Extend predefined MPI_Op's to user defined datatypes composed of a single, predefined type

mpiforumbot commented 8 years ago

Originally by traff on 2008-10-10 08:33:35 -0500

Author: George Bosilca

Description

Currently the predefined MPI_Op are limited to the predefined MPI types. This proposal try to extend the usage of MPI_Op to user derived datatypes, constructed from the same predefined datatype (use the same flexible definition for MPI_Op as the MPI_Accumulate). Such datatypes can be created with any MPI_Type function, and might or not contain gaps.

The intent is to allow the MPI library to apply internal optimizations (such as pipelining) on user derived types, leading to a large performance improvement for some classes of parallel applications. Basically, all mathematical algorithms using trapezoidal matrices fall under this category.

This change has to be integrated with the "New predefined datatypes" from ticket #18.

In the chapter "Collective Communication" a compulsory dependency between predefined datatypes and the MPI_Op is defined. The section defining this dependency start at page 162 at line 8: For the other predeﬁned operations, we enumerate below the allowed combinations of op and datatype arguments. and then later on the same page line 27: Now, the valid datatypes for each option is speciﬁed below. || Op Allowed || Types || || MPI_MAX, MPI_MIN || C integer, Fortran integer, Floating point || || MPI_SUM, MPI_PROD || C integer, Fortran integer, Floating point, Complex || || MPI_LAND, MPI_LOR, MPI_LXOR || C integer, Logical || || MPI_BAND, MPI_BOR, MPI_BXOR || C integer, Fortran integer, Byte ||

However, of the discussion about the MPI_Op from the One-sided Communications chapter (page 332 line 9) this strong binding is relaxed: Each datatype argument must be a predeﬁned datatype or a derived datatype, where all basic components are of the same predeﬁned datatype. Both datatype arguments must be constructed from the same predeﬁned datatype.

History

Several users have complained about this on the past. Example where such an extension would be beneficial include most of the math algorithms working on trapezoidal matrices. Global communications with predefined operations cannot be applied on such datatypes because of their non predefined characteristic. A user defined MPI_Op can be used instead of a predefined MPI_Op having the same mathematical signification. While this is the current solution most of the users rely on, it induces from the MPI implementors perspective a limitation to the usage of highly optimized collective algorithms. As an example, it is difficult to implement a pipelined reduction algorithm with such datatypes, because the requirement of the MPI_Op to work only on a complete number of elements of the corresponding type.

Proposed Solution

The proposed solution is to replace the following paragraph on page 161 lines 9-11 Predeﬁned operators work only with the MPI types listed in Section 5.9.2 and Section 5.9.4 with Predeﬁned operators can be applied on a predefined datatype or a derived datatype, where all basic components are of the same predefined datatype. In other words, these operations can be applied on any datatype having a type signature containing only one single predefined datatype, if this predefined datatype matches the operation as defined in Section 5.9.2 and Section 5.9.4. In the case of derived datatypes, the predefined operator applies to elements of the predefined type contained within the derived datatype.
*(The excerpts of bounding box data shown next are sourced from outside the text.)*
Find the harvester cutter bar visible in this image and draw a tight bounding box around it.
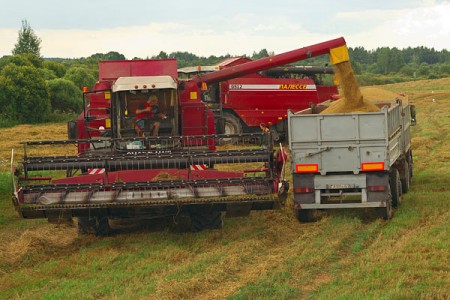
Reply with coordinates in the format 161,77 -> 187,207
18,177 -> 277,217
23,149 -> 272,171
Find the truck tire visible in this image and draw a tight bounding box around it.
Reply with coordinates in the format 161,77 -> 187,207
296,209 -> 314,223
78,217 -> 110,236
377,199 -> 392,221
400,161 -> 411,194
389,169 -> 402,207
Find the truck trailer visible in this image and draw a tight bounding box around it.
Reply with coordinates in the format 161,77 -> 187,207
288,99 -> 415,222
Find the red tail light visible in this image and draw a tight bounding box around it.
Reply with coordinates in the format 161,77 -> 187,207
361,161 -> 384,171
294,187 -> 314,194
295,164 -> 319,173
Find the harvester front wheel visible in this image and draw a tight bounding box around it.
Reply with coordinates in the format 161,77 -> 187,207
221,113 -> 242,144
78,217 -> 110,236
190,207 -> 223,232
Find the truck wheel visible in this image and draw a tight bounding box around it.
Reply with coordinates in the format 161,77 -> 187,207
377,199 -> 392,220
389,169 -> 402,207
400,162 -> 411,194
78,217 -> 110,236
296,209 -> 314,222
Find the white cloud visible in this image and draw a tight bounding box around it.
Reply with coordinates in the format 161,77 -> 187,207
0,1 -> 450,59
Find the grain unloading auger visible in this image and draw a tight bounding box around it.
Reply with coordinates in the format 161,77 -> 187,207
12,38 -> 346,234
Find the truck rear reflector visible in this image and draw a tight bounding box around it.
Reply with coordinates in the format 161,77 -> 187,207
294,187 -> 314,194
295,164 -> 319,173
361,162 -> 384,171
367,185 -> 386,192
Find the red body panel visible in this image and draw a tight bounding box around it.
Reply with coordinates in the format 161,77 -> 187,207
222,77 -> 319,126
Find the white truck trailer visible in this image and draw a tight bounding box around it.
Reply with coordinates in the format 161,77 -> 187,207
288,99 -> 415,222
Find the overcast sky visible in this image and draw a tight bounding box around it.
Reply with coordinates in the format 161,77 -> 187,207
0,0 -> 450,59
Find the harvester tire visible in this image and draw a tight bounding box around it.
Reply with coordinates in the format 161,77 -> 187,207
78,217 -> 111,236
220,113 -> 242,144
295,209 -> 314,223
191,207 -> 223,232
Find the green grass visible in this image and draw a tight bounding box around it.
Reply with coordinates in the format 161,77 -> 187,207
0,79 -> 450,299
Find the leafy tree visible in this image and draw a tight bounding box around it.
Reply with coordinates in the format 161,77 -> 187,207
12,20 -> 41,57
64,67 -> 96,90
0,64 -> 50,123
7,53 -> 43,68
39,68 -> 57,81
43,60 -> 67,78
48,78 -> 83,112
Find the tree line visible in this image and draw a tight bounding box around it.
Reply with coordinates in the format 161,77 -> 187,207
0,20 -> 450,127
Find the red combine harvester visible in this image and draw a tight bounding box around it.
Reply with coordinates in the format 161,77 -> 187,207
178,61 -> 339,141
11,38 -> 346,235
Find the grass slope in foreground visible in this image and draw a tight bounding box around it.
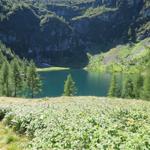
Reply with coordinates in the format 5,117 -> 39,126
0,97 -> 150,150
0,123 -> 27,150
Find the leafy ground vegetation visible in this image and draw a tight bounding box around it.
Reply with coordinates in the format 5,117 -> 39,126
0,97 -> 150,150
0,123 -> 27,150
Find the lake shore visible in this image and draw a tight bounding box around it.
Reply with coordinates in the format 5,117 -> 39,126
37,67 -> 70,72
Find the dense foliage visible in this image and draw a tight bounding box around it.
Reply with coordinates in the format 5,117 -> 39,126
0,43 -> 41,97
108,47 -> 150,100
63,74 -> 77,96
0,97 -> 150,150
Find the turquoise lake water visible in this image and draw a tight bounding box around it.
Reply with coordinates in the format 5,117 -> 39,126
38,70 -> 111,97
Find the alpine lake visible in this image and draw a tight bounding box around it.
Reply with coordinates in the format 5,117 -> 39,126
37,69 -> 118,98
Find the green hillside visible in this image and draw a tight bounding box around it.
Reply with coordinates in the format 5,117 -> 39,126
87,38 -> 150,72
0,97 -> 150,150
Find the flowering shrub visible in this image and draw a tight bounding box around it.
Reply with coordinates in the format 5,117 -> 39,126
0,100 -> 150,150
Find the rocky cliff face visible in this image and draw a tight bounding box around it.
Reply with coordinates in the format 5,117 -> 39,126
0,0 -> 150,67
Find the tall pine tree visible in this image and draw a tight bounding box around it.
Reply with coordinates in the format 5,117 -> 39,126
0,61 -> 12,96
27,61 -> 41,98
122,74 -> 135,98
108,73 -> 120,97
11,58 -> 23,97
63,74 -> 77,96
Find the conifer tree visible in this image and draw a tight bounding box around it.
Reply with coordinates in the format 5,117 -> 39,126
134,73 -> 143,99
11,58 -> 22,97
122,75 -> 135,98
64,74 -> 77,96
142,71 -> 150,100
142,47 -> 150,100
108,74 -> 117,97
0,61 -> 11,96
27,61 -> 41,98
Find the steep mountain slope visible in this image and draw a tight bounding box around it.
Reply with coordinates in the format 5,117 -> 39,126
0,0 -> 150,67
87,38 -> 150,73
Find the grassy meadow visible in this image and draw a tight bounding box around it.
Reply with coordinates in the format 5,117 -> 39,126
0,97 -> 150,150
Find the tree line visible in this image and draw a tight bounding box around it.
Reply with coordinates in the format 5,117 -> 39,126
0,44 -> 41,98
108,48 -> 150,100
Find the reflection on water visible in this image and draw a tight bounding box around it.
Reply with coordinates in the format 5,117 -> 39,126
38,70 -> 111,97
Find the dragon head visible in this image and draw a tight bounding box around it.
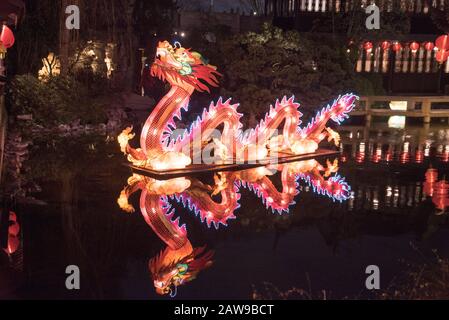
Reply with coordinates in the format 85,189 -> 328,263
149,247 -> 214,297
151,41 -> 221,92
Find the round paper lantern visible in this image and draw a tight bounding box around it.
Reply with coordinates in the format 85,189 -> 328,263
410,41 -> 419,53
435,35 -> 449,50
393,41 -> 402,52
381,41 -> 391,50
363,41 -> 373,51
424,41 -> 435,51
0,24 -> 15,49
435,50 -> 449,63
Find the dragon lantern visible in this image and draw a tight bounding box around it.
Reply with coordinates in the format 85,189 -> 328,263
117,159 -> 351,297
118,41 -> 358,171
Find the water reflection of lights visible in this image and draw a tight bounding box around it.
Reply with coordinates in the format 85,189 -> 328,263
117,159 -> 353,296
423,168 -> 449,213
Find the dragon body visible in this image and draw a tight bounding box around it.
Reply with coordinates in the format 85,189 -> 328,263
118,41 -> 358,170
118,160 -> 350,295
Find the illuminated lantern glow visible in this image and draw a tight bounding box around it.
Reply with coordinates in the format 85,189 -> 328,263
4,211 -> 20,255
432,180 -> 449,211
0,24 -> 15,49
363,41 -> 373,52
392,41 -> 402,52
435,50 -> 449,63
118,41 -> 356,171
381,41 -> 391,51
424,41 -> 435,51
435,35 -> 449,64
410,41 -> 419,53
435,35 -> 449,50
415,150 -> 424,163
423,168 -> 438,197
117,160 -> 351,297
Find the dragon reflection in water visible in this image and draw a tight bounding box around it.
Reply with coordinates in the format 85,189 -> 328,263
117,159 -> 351,297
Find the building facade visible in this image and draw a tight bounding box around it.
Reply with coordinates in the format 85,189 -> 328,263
265,0 -> 449,95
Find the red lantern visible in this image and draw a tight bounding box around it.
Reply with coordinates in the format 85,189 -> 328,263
0,24 -> 15,49
435,50 -> 449,63
410,41 -> 419,53
381,41 -> 391,51
363,41 -> 373,51
393,41 -> 402,52
435,35 -> 449,50
424,41 -> 435,51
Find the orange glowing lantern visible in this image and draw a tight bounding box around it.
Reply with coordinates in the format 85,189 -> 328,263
410,41 -> 419,53
435,35 -> 449,50
433,180 -> 449,210
0,24 -> 15,49
424,41 -> 435,51
381,41 -> 391,51
363,41 -> 373,52
435,50 -> 449,63
392,41 -> 402,52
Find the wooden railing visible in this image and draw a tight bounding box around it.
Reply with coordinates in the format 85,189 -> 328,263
265,0 -> 445,17
351,96 -> 449,123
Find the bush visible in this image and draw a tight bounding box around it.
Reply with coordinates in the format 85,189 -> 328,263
9,74 -> 106,127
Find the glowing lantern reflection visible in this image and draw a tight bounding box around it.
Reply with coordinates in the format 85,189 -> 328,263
435,35 -> 449,50
381,41 -> 391,51
424,41 -> 435,51
363,41 -> 373,52
392,41 -> 402,52
410,41 -> 419,53
0,24 -> 15,49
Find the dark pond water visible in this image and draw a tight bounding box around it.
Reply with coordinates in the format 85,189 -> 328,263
0,125 -> 449,299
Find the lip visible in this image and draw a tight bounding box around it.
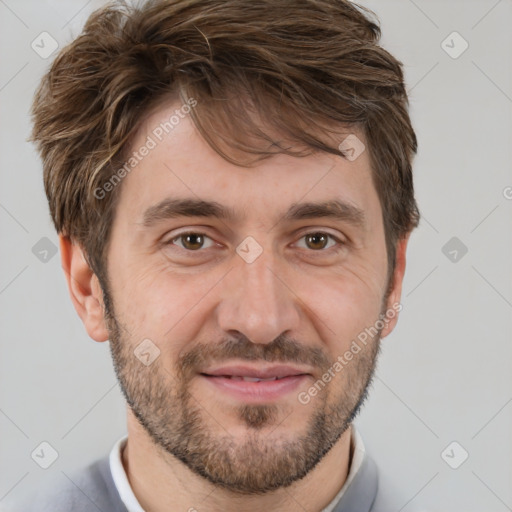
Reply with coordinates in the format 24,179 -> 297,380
199,365 -> 311,403
201,365 -> 309,379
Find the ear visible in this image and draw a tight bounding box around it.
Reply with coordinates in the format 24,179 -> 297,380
381,232 -> 411,338
59,235 -> 109,341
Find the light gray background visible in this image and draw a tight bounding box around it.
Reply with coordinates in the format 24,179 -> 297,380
0,0 -> 512,512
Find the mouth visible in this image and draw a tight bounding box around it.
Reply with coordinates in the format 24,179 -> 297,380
199,365 -> 311,402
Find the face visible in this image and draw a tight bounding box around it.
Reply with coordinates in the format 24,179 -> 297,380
99,98 -> 396,494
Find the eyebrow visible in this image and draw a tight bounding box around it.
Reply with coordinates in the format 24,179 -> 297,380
141,198 -> 366,229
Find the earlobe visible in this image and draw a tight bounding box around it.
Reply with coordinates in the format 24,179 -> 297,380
381,233 -> 411,338
59,235 -> 109,342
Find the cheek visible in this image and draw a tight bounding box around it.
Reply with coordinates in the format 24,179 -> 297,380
298,267 -> 383,348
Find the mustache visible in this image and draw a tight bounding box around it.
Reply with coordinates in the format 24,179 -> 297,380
177,334 -> 331,377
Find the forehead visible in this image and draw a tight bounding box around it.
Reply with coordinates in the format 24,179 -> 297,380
115,101 -> 380,230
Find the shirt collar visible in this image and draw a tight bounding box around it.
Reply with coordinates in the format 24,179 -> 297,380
109,424 -> 366,512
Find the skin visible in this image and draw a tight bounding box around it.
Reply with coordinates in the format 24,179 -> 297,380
60,103 -> 408,512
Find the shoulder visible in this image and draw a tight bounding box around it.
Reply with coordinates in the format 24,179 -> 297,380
13,456 -> 127,512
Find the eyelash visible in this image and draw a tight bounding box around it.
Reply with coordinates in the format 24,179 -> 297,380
164,231 -> 346,254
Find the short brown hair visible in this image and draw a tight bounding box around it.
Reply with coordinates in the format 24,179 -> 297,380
32,0 -> 419,288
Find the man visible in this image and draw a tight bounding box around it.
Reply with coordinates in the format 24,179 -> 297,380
18,0 -> 419,512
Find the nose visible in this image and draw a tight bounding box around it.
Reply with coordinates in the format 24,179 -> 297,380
217,243 -> 300,344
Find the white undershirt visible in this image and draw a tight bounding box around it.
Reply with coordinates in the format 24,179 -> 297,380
110,425 -> 365,512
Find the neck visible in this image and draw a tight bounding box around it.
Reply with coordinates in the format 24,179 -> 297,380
121,408 -> 352,512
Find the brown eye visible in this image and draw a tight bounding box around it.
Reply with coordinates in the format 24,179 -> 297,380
170,232 -> 211,252
304,233 -> 330,250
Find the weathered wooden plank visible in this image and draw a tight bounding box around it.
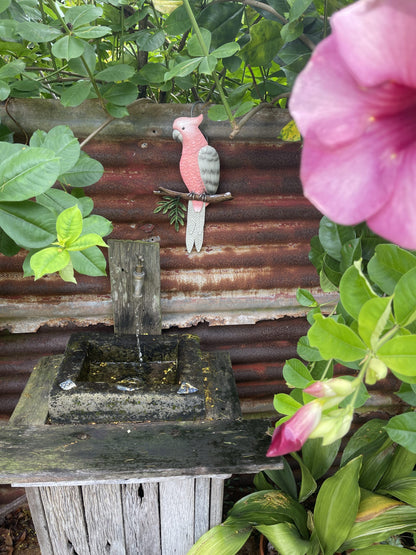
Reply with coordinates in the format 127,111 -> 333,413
82,484 -> 126,555
26,488 -> 53,555
209,477 -> 224,528
122,482 -> 162,555
159,478 -> 195,555
0,420 -> 281,486
108,239 -> 162,335
40,486 -> 91,555
9,355 -> 63,426
195,478 -> 210,541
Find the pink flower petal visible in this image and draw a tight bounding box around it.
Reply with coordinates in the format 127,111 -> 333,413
301,124 -> 394,225
266,401 -> 322,457
331,0 -> 416,87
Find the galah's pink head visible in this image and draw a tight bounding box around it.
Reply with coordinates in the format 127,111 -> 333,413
172,114 -> 204,143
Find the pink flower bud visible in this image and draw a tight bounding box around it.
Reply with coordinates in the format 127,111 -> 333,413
267,401 -> 322,457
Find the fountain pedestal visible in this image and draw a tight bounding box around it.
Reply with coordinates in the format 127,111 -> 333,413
0,241 -> 279,555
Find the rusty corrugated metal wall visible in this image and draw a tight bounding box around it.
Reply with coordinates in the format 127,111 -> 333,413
0,101 -> 398,419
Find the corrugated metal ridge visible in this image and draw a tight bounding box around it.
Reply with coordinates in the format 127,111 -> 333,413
0,99 -> 291,142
Then on page 162 lines 27, I propose to change from Now, the valid datatypes for each option is speciﬁed below. to Now, the valid predefined datatypes for each operation are speciﬁed below.

Finally, on page 164 lines 47-48 change from In order to use MPI_MINLOC and MPI_MAXLOC in a reduce operation, one must provide a datatype argument that represents a pair (value and index). to In order to use MPI_MINLOC and MPI_MAXLOC in a reduce operation, one must provide a datatype argument that represents a pair (value and index), or a derived data type whose type signature consists of only such pairs.

Impact on Implementations

Implementations need to modify the behavior of their global reduction functions. As most of the collective algorithms pack the data upfront (and unpack it at the end) and work on temporary buffers the change should be minimal. In an implementation of a global reduction based on point-to-point messages, a pack operation might be necessary in the case the derived datatype is not contiguous before the first operation is computed.

As an example, in the context of Open MPI, the changes corresponding to this extension, have been implemented for the all 7 algorithms for the MPI_Reduce collective in about 4 hours, including the testing time.

Impact on Applications / Users

This will make some code simpler as the users will not have to define their own MPI_Op if the expected mathematical operation belongs to the MPI predefined operations and the datatype on which the operation is supposed to be applied is composed only by identical types of predefined operations. Additionally, this extension will allow such codes to run faster, as the MPI implementation can use optimized algorithms not only for the operations themselves but for the global communications where they apply.

Alternative Solutions

Leave the standard as it is, and keep the burden of creating MPI_Op for user derived datatype created from the same predefined datatype on the users.

Entry for the Change Log

Allow global reductions with predefined operations on user derived datatypes having a type signature composed by a single predefined datatype.

#!comment
vim: set ft=wiki tw=0 spell :

mpiforumbot commented 8 years ago

Originally by RolfRabenseifner on 2009-01-15 14:27:11 -0600

Is the extension proposed

only for one-sided
or also for reduction operation?

mpiforumbot commented 8 years ago

Originally by bosilca on 2009-02-09 18:55:19 -0600

This extension already exists for the One-sided as stated on the proposal (One-sided Communications chapter page 332 line 9). This ticket is for adding the same feature for the reduction operation.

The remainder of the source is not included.